Todos estos problemas, salvo el de Responsabilidad Civil, son muy similares a las energías renovables. Y luchan por exactamente el mismo nicho de mercado (carga base del sistema eléctrico). De allí que se trate de una apuesta política (nunca económica-privada), impulsada desde el sector público, en la que se tendrá que decidir entre un modelo de alta penetración renovable o un modelo de alta penetración nuclear. Nunca los dos a la vez.

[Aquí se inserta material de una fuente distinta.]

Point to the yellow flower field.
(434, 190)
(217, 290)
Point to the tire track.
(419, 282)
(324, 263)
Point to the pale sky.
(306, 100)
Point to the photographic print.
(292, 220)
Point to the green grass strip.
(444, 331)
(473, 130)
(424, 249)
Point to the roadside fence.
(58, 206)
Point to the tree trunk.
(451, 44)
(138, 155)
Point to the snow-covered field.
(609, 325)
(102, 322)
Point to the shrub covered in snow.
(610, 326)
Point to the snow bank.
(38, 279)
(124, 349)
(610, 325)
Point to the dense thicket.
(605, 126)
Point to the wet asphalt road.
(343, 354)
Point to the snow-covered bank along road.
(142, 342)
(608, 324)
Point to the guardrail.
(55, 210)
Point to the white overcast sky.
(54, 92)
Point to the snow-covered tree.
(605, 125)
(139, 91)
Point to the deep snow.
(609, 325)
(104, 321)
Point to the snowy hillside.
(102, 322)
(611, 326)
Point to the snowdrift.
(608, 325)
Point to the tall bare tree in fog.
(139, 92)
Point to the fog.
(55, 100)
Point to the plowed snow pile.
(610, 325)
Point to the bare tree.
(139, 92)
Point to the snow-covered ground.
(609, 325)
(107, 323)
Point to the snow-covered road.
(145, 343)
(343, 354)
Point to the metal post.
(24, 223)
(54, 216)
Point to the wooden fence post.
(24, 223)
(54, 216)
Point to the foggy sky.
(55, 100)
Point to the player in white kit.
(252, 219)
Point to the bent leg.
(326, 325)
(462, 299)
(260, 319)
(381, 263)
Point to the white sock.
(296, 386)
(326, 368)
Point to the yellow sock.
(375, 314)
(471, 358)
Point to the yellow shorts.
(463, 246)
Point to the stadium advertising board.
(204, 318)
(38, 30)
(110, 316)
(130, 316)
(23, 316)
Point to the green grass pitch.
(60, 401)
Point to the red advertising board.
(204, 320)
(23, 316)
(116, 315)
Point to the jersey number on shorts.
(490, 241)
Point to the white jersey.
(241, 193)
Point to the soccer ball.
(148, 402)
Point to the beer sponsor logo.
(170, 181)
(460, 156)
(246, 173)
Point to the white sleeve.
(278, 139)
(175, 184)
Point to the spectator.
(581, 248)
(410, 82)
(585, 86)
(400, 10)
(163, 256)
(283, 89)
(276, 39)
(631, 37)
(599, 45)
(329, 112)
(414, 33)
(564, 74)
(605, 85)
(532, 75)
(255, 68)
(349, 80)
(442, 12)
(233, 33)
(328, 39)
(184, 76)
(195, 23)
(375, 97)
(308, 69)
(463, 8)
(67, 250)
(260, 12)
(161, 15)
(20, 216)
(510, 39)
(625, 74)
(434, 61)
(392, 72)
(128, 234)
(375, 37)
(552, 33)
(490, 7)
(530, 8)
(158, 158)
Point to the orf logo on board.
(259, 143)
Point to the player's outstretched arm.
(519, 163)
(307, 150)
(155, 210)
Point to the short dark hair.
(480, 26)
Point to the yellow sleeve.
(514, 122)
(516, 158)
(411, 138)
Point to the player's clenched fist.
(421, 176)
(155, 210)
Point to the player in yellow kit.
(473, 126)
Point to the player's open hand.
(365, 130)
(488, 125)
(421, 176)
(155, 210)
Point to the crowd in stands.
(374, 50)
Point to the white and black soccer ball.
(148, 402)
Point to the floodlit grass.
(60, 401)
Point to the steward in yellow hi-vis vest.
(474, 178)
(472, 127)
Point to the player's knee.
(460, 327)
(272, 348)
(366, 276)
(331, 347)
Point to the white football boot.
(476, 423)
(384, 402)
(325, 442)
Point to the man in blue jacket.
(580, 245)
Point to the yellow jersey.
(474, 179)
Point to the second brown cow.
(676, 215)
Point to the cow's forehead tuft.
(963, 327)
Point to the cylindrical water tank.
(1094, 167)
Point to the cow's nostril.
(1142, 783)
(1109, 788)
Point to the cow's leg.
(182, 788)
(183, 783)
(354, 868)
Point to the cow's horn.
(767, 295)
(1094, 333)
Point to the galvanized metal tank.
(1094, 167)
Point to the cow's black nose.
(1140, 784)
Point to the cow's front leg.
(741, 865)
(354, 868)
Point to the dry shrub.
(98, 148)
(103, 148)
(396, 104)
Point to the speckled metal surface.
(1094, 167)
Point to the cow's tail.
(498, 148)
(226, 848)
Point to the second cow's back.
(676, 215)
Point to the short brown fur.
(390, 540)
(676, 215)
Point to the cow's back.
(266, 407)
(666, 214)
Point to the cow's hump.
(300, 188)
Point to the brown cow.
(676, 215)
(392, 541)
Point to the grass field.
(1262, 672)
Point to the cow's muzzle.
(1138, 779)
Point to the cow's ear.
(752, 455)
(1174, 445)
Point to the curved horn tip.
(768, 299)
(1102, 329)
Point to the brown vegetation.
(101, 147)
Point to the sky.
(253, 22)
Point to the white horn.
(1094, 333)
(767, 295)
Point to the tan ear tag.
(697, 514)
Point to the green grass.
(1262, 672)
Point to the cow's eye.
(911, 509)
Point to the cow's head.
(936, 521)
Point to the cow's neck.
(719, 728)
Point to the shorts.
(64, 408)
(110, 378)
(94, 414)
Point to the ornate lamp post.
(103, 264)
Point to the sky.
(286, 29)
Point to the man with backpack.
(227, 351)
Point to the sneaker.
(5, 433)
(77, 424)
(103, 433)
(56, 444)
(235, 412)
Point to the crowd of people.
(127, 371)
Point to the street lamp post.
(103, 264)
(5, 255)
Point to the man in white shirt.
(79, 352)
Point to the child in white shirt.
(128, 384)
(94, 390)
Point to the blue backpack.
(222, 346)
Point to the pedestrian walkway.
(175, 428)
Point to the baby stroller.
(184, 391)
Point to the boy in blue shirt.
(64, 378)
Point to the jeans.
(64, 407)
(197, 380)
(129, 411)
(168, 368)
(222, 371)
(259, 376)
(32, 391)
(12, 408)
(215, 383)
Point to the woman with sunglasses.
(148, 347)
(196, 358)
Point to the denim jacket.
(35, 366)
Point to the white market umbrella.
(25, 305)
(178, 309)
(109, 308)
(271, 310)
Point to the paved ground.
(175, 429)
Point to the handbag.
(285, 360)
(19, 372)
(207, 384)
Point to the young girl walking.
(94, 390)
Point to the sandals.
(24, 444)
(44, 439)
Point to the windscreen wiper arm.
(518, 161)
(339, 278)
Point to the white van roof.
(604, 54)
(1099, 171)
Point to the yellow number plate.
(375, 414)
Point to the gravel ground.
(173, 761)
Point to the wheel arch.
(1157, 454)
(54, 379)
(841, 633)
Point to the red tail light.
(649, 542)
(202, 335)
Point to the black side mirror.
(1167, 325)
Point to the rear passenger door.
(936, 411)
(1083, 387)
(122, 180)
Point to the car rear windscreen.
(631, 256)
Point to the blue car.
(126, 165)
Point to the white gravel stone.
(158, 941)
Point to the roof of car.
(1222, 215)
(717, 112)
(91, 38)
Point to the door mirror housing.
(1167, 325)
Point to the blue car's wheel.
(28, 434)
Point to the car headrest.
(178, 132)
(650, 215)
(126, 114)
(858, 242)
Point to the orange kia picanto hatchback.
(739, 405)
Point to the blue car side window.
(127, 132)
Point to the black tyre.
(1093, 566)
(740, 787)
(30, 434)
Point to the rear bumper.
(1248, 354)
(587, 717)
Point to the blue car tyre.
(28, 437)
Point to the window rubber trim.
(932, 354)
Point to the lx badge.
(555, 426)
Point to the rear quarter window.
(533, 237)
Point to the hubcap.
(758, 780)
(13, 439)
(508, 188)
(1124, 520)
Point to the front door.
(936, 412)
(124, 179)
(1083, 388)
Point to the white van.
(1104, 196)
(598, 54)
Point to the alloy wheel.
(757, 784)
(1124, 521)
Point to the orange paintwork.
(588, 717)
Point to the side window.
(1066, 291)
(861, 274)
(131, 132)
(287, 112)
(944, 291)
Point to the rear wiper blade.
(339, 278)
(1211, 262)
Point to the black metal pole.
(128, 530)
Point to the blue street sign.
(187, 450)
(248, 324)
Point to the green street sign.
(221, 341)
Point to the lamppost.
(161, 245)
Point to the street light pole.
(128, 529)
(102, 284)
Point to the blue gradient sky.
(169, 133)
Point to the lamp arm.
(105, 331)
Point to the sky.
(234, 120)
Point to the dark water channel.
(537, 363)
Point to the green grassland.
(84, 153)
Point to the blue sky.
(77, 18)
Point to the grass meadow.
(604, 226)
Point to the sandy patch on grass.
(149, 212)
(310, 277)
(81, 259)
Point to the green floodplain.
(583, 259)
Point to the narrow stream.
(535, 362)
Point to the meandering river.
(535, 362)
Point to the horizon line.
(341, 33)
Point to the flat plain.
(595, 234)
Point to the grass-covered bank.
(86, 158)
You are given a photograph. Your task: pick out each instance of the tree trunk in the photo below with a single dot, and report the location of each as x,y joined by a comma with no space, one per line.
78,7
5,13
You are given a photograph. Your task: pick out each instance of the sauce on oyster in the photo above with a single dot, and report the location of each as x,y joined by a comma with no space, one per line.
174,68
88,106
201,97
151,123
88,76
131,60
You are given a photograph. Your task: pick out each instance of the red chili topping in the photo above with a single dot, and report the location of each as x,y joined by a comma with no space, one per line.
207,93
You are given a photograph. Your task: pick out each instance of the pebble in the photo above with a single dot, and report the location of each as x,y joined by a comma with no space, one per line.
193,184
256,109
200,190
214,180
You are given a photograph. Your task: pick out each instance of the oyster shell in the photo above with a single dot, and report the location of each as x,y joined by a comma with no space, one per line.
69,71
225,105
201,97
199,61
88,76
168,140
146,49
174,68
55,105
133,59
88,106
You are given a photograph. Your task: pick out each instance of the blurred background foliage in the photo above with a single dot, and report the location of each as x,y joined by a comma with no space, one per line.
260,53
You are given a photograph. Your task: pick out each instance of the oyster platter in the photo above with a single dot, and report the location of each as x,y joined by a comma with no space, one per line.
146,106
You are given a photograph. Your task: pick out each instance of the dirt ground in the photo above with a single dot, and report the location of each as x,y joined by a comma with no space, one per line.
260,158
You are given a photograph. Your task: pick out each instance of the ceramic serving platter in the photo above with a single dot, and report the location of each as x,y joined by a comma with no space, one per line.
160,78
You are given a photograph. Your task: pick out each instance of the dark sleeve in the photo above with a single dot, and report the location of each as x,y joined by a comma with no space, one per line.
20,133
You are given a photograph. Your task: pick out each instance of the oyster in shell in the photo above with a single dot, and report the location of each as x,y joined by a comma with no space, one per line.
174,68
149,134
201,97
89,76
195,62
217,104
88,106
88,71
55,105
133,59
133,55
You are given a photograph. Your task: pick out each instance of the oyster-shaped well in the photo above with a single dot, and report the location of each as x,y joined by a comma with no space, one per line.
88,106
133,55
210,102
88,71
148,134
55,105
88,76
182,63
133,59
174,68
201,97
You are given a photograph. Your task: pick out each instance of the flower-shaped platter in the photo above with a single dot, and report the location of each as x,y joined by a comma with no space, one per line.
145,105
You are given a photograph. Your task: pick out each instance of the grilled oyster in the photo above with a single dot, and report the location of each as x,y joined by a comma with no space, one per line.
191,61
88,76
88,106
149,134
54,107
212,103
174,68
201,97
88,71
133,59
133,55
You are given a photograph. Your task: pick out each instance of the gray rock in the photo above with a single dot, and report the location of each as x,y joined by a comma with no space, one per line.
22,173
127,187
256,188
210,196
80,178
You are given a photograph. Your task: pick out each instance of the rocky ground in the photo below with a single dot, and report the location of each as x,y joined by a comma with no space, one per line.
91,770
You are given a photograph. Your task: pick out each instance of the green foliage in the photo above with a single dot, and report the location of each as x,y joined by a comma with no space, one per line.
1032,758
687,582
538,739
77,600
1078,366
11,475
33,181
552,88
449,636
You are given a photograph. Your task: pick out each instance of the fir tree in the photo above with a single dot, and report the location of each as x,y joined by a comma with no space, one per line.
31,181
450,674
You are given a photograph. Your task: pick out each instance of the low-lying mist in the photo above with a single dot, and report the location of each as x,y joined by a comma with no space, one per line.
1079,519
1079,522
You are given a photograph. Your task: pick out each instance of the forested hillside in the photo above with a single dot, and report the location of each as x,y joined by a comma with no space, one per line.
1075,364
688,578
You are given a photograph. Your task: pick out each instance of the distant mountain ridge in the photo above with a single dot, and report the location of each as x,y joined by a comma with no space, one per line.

PD: Además, igual que hay estudios que ponen a la nuclear como la más barata, también los hay que la ponen como la más cara. Es una simple cuestión de qué datos de partida se usen, destacando mucho el tipo de interés aplicado y si para la inversión inicial se toma el presupuesto de los estudios preliminares de la industria nuclear o el coste real en que se ha incurrido al final de la obra.



> Los costes de construcción de las centrales nucleares ha sido tradicionalmente mucho más alto de lo estimado. En EE.UU., un estudio de 75 de sus reactores nucleares muestra que sus costes construcción fueron más del 322% de lo presupuestado.[36] También en la India, el país con la experiencia más reciente en construcción de reactores nucleares, sus últimas 10 instalaciones han sobrepasado su presupuesto en una media del 300%.[36] Parte del incremento de los costes de construcción se debe al aumento de tiempo necesario para la misma: de los 66 meses de media requeridos a mediados de los 70 se ha pasado en la práctica a una media de 82 meses (casi 7 años) entre los años 2000 y 2005.[36]


http://es.wikipedia.org/wiki/Abandon...con.C3.B3micas

PD2: Y en el tema específico del cementerio nuclear... está claro que quien la hace, la paga. Nos toca apechugar, independiente de las decisiones que tomemos respecto a la energía nuclear en el futuro.

----------


## Nautilus

Siempre me hace muchísima gracia cuando en polémicas nucleares surge la desgracia de Chernobil. Si, es cierto, fue y es una terrible desgracia. Hace poco un familiar estuvo en Kiev, la cual está a 70 km de la zona de exclusión, de hecho Kiev debería estar dentro de la zona de exclusión, cosa que no ha ocurrido porque no pueden expulsar del mapa a la capital del país.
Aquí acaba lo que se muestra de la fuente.